Obama today sent a letter to House Speaker Nancy Pelosi, Senate Majority Leader Harry Reid, House Minority Leader John Boehner and Senate Minority Leader Mitch McConnell asking them to allocate the second half of the $700 billion TARP funds passed by Congress last year. House Banking Committee Chairman Barney Frank introduced a bill Friday that would restrict how the second half is spent, underlining Congress’ general unhappiness with both the process so far and the Treasury’s transparency. Frank’s bill – expected to come to the House floor on Thursday, would require that $100 billion of the next trench go to directly stemming foreclosures (Frank will hold a hearing on the TARP funds and his bill tomorrow at 2pm).
So far a whopping $279.23 billion has been pledged to 300 institutions including $45 billion for Citigroup, $23 billion for consumer lending, $23.4 billion for the auto industry and $40 billion for AIG.
In asking for Congress to pass the second half, Obama pledged that as president he would better oversee how the funds are invested, including directing funds to community banks, small business owners, students looking for college loans and consumers seeking car loans. Obama also pledged to do more to help those in foreclosure and to improve transparency on how the money is spent. The transition administration did not make it clear if they want to see Congress pass the money without strings or if they would be willing to submit to Frank’s conditions. “We’re in constant contact Congressman Frank and other leaders in Congress about how best to achieve these reforms,” an Obama transition official said in an e-mail.
But, either way, Congress has, of course, come up with the most convoluted way to deal with the issue: the Senate is expected to take up, also on Thursday, a Resolution of Disapproval.
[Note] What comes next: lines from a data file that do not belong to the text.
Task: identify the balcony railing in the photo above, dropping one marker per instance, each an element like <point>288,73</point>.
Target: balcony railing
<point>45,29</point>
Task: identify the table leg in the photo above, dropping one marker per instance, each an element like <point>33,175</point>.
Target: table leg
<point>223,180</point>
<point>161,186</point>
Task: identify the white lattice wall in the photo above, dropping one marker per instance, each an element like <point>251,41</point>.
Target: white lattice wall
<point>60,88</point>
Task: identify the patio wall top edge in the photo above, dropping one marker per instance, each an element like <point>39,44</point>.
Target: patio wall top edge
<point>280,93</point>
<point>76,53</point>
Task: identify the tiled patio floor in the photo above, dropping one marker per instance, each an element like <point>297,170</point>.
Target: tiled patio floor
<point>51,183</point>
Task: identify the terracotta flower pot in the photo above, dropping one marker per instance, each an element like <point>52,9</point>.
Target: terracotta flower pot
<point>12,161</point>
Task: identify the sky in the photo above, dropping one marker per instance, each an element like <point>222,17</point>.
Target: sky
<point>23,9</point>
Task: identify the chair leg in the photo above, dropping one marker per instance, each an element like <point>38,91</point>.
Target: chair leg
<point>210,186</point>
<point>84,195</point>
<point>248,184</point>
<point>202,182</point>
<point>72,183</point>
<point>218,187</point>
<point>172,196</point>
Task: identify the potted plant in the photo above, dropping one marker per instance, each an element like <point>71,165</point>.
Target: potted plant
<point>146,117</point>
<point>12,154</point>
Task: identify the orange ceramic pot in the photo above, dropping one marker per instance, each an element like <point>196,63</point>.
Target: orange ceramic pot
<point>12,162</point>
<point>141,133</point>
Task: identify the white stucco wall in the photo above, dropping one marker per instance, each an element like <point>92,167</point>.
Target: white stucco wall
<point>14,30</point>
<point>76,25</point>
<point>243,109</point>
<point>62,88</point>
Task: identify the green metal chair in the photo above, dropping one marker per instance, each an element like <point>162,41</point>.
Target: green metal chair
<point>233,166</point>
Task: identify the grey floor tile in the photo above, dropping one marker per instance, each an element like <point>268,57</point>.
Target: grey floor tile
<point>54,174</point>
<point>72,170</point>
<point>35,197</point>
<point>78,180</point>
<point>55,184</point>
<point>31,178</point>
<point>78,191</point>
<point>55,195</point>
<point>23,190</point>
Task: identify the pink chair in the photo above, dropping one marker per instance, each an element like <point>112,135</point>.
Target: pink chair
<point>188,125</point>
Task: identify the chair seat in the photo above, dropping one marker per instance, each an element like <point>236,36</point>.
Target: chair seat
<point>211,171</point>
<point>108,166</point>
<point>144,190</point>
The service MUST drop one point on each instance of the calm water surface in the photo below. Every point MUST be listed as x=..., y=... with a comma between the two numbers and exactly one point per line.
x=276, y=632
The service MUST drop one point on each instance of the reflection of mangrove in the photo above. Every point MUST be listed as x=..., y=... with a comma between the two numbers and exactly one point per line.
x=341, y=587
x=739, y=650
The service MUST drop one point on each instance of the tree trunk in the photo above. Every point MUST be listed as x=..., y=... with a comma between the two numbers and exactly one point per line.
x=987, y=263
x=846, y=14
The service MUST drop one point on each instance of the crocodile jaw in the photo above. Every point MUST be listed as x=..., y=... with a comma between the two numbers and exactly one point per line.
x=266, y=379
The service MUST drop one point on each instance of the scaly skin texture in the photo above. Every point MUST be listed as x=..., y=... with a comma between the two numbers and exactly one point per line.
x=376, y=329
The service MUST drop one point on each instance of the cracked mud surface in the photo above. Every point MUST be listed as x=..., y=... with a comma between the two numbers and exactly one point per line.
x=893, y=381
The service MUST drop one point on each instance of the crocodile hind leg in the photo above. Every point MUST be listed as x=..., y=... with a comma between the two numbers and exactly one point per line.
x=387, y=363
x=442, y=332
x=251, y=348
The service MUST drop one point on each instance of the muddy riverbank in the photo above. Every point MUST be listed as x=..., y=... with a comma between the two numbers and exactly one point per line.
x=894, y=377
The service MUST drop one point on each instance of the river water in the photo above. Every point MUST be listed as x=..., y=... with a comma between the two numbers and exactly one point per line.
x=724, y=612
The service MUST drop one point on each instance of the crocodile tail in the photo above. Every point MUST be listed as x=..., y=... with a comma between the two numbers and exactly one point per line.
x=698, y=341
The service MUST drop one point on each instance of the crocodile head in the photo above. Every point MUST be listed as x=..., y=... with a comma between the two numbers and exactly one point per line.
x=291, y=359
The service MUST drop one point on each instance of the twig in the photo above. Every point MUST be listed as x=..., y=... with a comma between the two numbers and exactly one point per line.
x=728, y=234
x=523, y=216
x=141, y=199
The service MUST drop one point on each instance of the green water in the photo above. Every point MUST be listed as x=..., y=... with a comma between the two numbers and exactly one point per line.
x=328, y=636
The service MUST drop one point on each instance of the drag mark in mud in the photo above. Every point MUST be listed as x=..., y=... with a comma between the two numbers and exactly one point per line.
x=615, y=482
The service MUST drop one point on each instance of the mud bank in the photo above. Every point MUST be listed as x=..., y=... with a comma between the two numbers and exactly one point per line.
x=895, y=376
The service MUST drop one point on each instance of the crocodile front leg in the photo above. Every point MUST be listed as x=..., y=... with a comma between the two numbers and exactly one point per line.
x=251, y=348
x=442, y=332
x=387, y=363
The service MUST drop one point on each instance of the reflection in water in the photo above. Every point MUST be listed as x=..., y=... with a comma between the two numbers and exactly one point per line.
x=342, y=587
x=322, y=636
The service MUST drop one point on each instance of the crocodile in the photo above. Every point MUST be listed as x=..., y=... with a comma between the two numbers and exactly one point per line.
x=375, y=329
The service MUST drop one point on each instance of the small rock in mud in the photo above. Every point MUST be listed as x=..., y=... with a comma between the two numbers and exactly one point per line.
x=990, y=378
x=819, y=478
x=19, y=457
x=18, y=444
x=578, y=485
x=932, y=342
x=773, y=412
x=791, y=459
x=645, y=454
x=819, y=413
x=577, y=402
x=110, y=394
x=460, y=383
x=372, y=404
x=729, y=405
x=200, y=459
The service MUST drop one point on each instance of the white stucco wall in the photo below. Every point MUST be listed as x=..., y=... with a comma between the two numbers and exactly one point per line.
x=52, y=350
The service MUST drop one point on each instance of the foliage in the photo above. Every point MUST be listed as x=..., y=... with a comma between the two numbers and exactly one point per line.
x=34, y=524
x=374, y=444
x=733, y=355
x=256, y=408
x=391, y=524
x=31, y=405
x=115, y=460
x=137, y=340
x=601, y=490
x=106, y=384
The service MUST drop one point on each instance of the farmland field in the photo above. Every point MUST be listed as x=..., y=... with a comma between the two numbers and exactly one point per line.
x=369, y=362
Yes, that is exactly what it sounds like: instead of approving the funds the Senate is planning on basically telling off President Bush and Hank Paulson for what they consider shoddy handling of the first $350 billion. The second trench would be allocated automatically if no resolution is passed. It’s unknown if this measure has the votes to pass the Senate and Dem leaders are hoping Obama’s letter today, along with a detailed letter from Larry Summers, will help assure enough outraged senators that change is coming to avoid passing the resolution. But, if it does pass it’ll likely also pass the House and be sent to Bush’s waiting veto-pen. Congress is then unlikely to have the votes to overturn the veto and, having gotten at least some of their anger out of their systems, will then go about passing the money for Obama to use or simply allow the money to be automatically aprroved. All of which makes for a lovely welcome gift for Obama who looks be sworn in sometime between the veto and the veto override votes if the resolution passes the Senate on Thursday.